Nun begleiten wir Ludwig Erhard und sein Leben drei Stockwerke hinauf, durch die Nachkriegszeit, den Wiederaufbau und durch viele weitere politische Stationen seines Lebens. Alles wird dicht erzählt und ausgestellt, dargeboten und untermalt.

Um Heldenverehrung geht es dabei nicht. Denn was hatte Erhard denn zu tun mit dem „Wirtschaftswunder”, als dessen „Vater” er galt? Wie verhielt er sich zur ”Sozialen Marktwirtschaft”? Und wie ging man damals um mit dem Erbe des Nationalsozialismus?

Ganz oben angekommen, werden wir über eine raumfüllende Projektion mit aktuellen Fragestellungen konfrontiert. Hier ist genug Raum für Diskussionen. Wir merken: Es ist viel zu viel für einen einzigen Besuch. Vielleicht einmal wiederkommen? Und noch mehr entdecken?

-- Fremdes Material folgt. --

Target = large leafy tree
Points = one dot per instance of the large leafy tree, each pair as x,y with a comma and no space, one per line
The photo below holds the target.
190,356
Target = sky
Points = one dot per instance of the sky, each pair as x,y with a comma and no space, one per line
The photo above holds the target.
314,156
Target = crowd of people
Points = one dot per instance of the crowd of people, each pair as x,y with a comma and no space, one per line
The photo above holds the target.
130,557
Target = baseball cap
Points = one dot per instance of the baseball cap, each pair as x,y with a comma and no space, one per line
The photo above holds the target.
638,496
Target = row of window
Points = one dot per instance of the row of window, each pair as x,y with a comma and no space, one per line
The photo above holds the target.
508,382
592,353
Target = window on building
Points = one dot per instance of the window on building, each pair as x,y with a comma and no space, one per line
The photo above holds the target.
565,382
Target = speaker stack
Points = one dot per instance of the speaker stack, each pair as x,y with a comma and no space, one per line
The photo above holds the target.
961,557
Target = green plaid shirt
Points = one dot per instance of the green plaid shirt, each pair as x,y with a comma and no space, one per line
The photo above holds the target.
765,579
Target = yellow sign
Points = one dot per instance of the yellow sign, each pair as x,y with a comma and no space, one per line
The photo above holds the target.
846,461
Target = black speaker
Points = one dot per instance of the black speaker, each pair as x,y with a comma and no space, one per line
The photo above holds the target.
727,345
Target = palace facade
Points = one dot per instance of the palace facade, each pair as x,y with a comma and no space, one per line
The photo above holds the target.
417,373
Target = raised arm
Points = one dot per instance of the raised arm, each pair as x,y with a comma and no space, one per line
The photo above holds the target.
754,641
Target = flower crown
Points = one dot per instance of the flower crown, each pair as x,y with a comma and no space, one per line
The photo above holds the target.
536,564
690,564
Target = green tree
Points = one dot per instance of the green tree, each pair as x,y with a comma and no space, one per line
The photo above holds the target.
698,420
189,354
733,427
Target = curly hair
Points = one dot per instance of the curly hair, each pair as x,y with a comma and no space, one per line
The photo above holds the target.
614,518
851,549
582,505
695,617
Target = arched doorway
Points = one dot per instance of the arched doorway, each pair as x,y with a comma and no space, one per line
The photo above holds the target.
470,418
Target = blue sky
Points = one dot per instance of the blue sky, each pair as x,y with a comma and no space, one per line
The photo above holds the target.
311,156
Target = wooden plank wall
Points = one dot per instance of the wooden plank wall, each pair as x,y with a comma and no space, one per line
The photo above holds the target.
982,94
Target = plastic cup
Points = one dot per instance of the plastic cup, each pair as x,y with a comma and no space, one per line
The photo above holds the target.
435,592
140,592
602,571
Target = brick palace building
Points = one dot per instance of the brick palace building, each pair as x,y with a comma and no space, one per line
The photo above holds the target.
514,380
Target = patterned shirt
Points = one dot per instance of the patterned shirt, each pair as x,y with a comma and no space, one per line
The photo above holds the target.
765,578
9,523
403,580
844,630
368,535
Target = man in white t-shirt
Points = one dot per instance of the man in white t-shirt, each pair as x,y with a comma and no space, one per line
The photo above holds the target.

Aber erst einmal zurück in unser Leben. Und so betreten wir, angeregt und inspiriert und mit Mut für und Lust auf eigene Design-Entscheidungen, die angrenzende Fußgängerzone. Ein paar Studierende schlüpfen dann noch ins Café Luise, das übrigens nach der Frau Ludwig Erhards benannt wurde und heute seinen Platz hat im ehemaligen Textilgeschäft der Familie Erhard. – Geschichte überall.